The fight for women’s rights is as important as ever. Women are overwhelmingly under-represented in senior academic roles at third-level institutions in Ireland. Of the Irish institutions examined, NUI Galway has the lowest percentage of women holding senior academic posts with only 21% at Senior Lecturer and above.
In addition, Dr Sheehy Skeffington, granddaughter of famous suffragette Hanna Sheehy Skeffington, has been asked by the University to join a task force designed to review gender equality practices. This is part of the aim to win an Athena SWAN award. She will agree to join the task force ONLY if the University meets three conditions, which she also feels are essential for the award.
Please sign this petition and demand that NUI Galway meet Micheline’s three conditions. When signing the petition, please indicate if you are NUI Galway staff, student, past staff or past student in the Commentary box.
These are Dr Sheehy Skeffington’s three conditions:
1. That NUI Galway promotes the five other women who, along with Dr. Sheehy Skeffington, were interviewed but not promoted in 2009 when only one woman was promoted out of 15 applying but 16 men were promoted out of 32 applying. The women want their promotion back-dated to 2009 but are willing to forgo any damages because it is the recognition of their worth which means most to them.
2. That NUI Galway admits that the subsequent round of promotions in 2014, for which there have been at least 20 appeals, was also flawed. That NUI Galway immediately puts this right in a way which at least ensures gender balance among the successful candidates. The only fair way to do this is to promote all the shortlisted candidates, all of whom were deemed eligible, as half of them were female.
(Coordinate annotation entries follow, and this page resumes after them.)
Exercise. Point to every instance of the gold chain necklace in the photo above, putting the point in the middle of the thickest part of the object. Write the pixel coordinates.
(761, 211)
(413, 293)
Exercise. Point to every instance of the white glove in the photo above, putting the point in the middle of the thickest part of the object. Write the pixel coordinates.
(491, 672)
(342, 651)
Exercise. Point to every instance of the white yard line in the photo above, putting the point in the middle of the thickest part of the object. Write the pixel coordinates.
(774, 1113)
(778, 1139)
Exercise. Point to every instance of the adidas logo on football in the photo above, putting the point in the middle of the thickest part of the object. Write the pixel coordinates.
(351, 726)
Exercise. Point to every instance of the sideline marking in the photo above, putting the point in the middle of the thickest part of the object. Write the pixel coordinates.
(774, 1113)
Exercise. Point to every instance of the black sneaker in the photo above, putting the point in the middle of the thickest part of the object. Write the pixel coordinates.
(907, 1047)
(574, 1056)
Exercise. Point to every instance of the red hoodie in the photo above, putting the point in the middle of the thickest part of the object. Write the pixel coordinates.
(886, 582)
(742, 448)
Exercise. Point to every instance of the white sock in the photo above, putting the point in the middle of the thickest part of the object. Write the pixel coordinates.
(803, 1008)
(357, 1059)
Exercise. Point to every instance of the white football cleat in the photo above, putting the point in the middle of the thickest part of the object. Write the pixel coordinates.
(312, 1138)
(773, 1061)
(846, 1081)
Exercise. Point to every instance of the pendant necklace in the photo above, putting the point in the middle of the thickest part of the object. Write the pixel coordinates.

3. That the aim of any attempt by NUI Galway to address the issue of gender imbalance in senior posts be to have an equal number of women as men in such posts and that NUI Galway starts to achieve this aim by promoting the same percentage of women from each level as the percentage of women at that level. According to recent government statistics, in NUI Galway, there are 53% women lecturers (lowest level), but only 30% senior lecturers and 14% professors. For non-academic posts, it is a similar pattern.